# Angeln mit der Antje D



## Dorschfutzi (29. Juni 2016)

[SIZE="[FONT="Comic Sans MS"]War gestern mit der Antje D zum angeln raus, leider haben sich die Fische versteckt.      Auf dem ganzen Schiff mit 18 Mann waren nur 25 brauchbare Fische, davon hatte ich 2 60 ger. Leider muss ich dazu sagen das der Skypper nur kurz hinter Schleimuendung rumgekurft ist, wahrscheinlich um Sprit zu sparen. #q


----------



## 50er-Jäger (29. Juni 2016)

*AW: Angeln mit der Antje D*

Und nun?!


----------



## Dorschfutzi (29. Juni 2016)

*AW: Angeln mit der Antje D*

Und nun habe ich mich beim Fischer mit Dorsche eingedeckt.  Das kg. 2,50 Euro ausserdem werde ich mit einem Einheimischen mitfahren. SO IST DER URLAUB GERETTET.


----------



## Fishcat23 (29. Juni 2016)

*AW: Angeln mit der Antje D*

Moin,
wir waren Dienstag auch auf der Antje D.
Wir standen zu viert im Heck und hatten zusammen 15 Dorsche bis 73 cm. #6
Jeder von uns hat auch noch 2-3 Fische im Drill verloren.
Es war bei der geringen Drift nicht leicht die Fische ans Band zu bekommen.
Mörchen am 50g Kopf liefen aber sehr gut.
Alex


----------



## Katzenwelsjäger (30. Juni 2016)

*AW: Angeln mit der Antje D*

Dorsch das Kg. für 2.50 wo gibt es das ???


----------



## ZaphodB (30. Juni 2016)

*AW: Angeln mit der Antje D*

Was möchte der Autor uns damit sagen?


----------



## Norbi (30. Juni 2016)

*AW: Angeln mit der Antje D*

Ich frage mich warum es Diesen Tread gibt????
http://www.anglerboard.de/board/forumdisplay.php?f=16
Ein bischen Ordnung muß sein,wegen der Übersicht!!!!!


----------



## Dorschfutzi (30. Juni 2016)

*AW: Angeln mit der Antje D*



Katzenwelsjäger schrieb:


> Dorsch das Kg. für 2.50 wo gibt es das ???
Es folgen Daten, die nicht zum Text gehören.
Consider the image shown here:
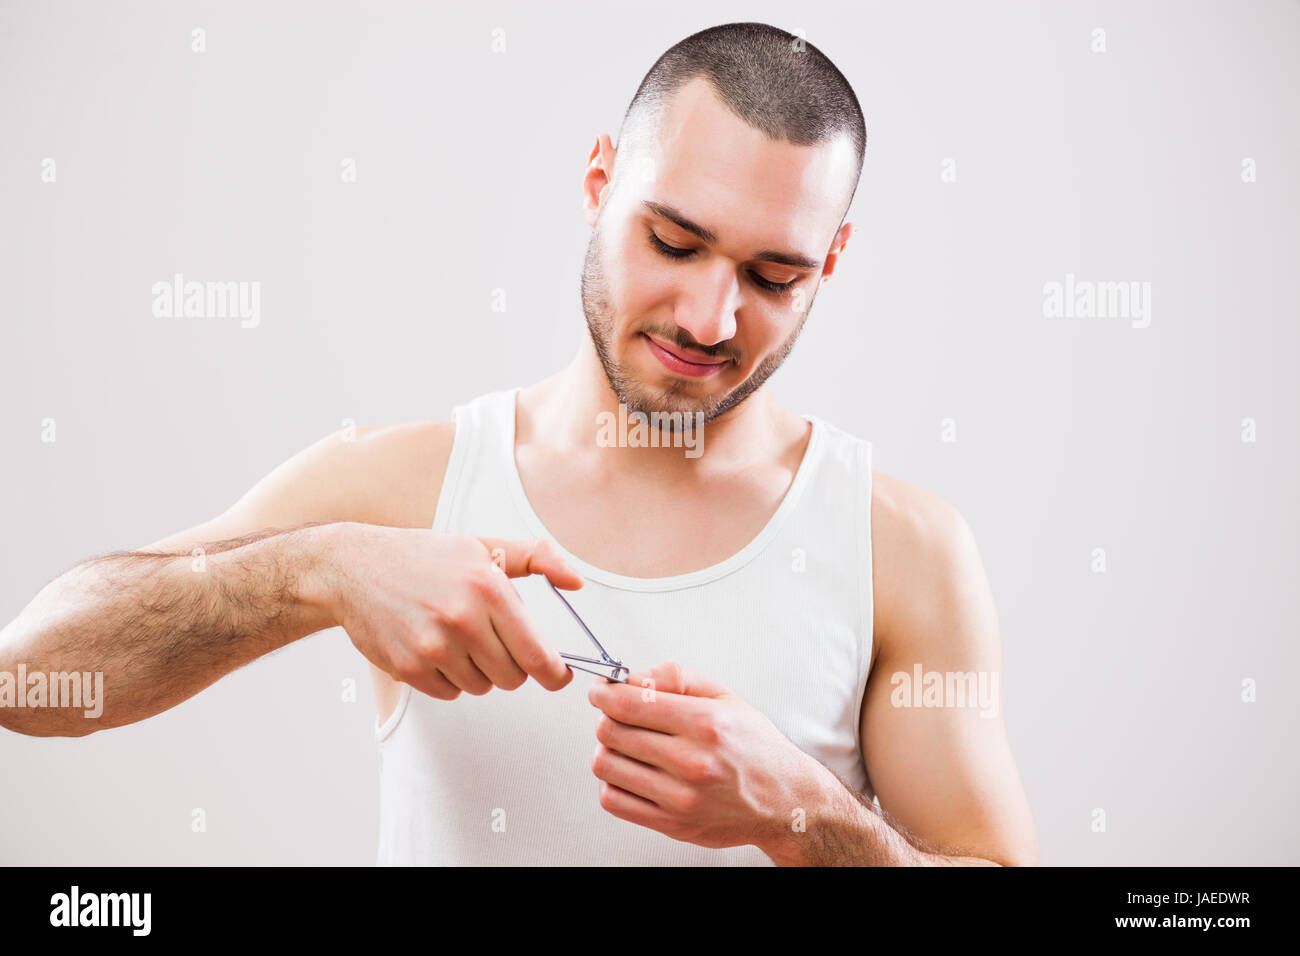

In Maasholm beim Fischkutter. Habe eine Kiste mit 28kg für 70Euro gekauft. Waren alles schöne große Fische die sehr frisch waren. Wer die Tel. Haben will Pin an mich.


----------



## Honeyball (30. Juni 2016)

*AW: Angeln mit der Antje D*



Norbi schrieb:


> Ich frage mich warum es Diesen Tread gibt????
> http://www.anglerboard.de/board/forumdisplay.php?f=16
> Ein bischen Ordnung muß sein,wegen der Übersicht!!!!!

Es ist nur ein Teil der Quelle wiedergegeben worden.